Fuck. Have you guys ever just pounded your fist on the desk because sometimes your ideas are so genius and revolutionary that the modern world wont understand yet someone else practically takes credit for your ideas because you’re limited by your resources and shit? Probably not but thats why you guys come to the Ugly Orange, to hear my thoughts. But back to the topic at hand, i might not be able to sleep now after this. See a few years ago one lonely night, i spent like 5 hours researching farming stuff. Why? Because Im a worldly fellow who enjoys nature and shit and learning new things here and there. Towards the 3 am hour i stumbled across this thing called worm farms. From there I’ve BEEN on the worm train. For those of you who don’t know red worms can pretty much eat anything natural. Paper stuff and like apple cores and all that stuff we throw away and in the end it shits out the worlds greatest fertilizer apparently. Then my brain started cooking. Basically if i had like a billion dollars my plan would be to start a landfill in Africa. I wanted to team up with my buddy in Nigeria and basically import waste over there, and just let the worms eat all the stuff that makes them do their thing. And basically i would have the dopest fertilizer known to man and I would sell that shit all over Africa. Re-fertilize the land and shit and get medals and awards for pretty much saving a starving nation and i tell that to check to try to bed em. Shits a billion dollar idea. My brain’s to much for the U.S. Dollar, I need funds from all over the place.
Well shit now that i know these little meal worms can eat plastics and Styrofoam, i can mix them into the product line and get rid of all those loose pieces of plastic that hippies are always talking about how they pollute the waters and trap animals in.

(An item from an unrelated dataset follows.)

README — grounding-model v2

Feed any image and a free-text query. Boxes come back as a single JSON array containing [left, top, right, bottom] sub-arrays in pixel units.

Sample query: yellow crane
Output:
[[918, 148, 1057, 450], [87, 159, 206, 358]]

I need to save that glowing sea turtle i blogged about earlier this week because word is bond. Look i don’t have the mechanical knowledge to create some giant revolutionary million dollar waste compactor thats suppose to magically save the world, what i have is the ability to recognize when i see something special. Its like when i said I knew Kayne was gonna be big before he was signed or when I decided to be endorsed by Monster with out them knowing and then their return on stocks sky rocketed past the moon. Well I saw that hope for man kind wasn’t some new invention, it was these tiny fucking worms that can save the world.
Happy, guys? You get a glimpse into the genius that is my brain. I bet one of you out there is gonna take another one of my moments of sheer brilliance and make news from it and here i am blogging just to keep you guys sane. You luck sum’bitches.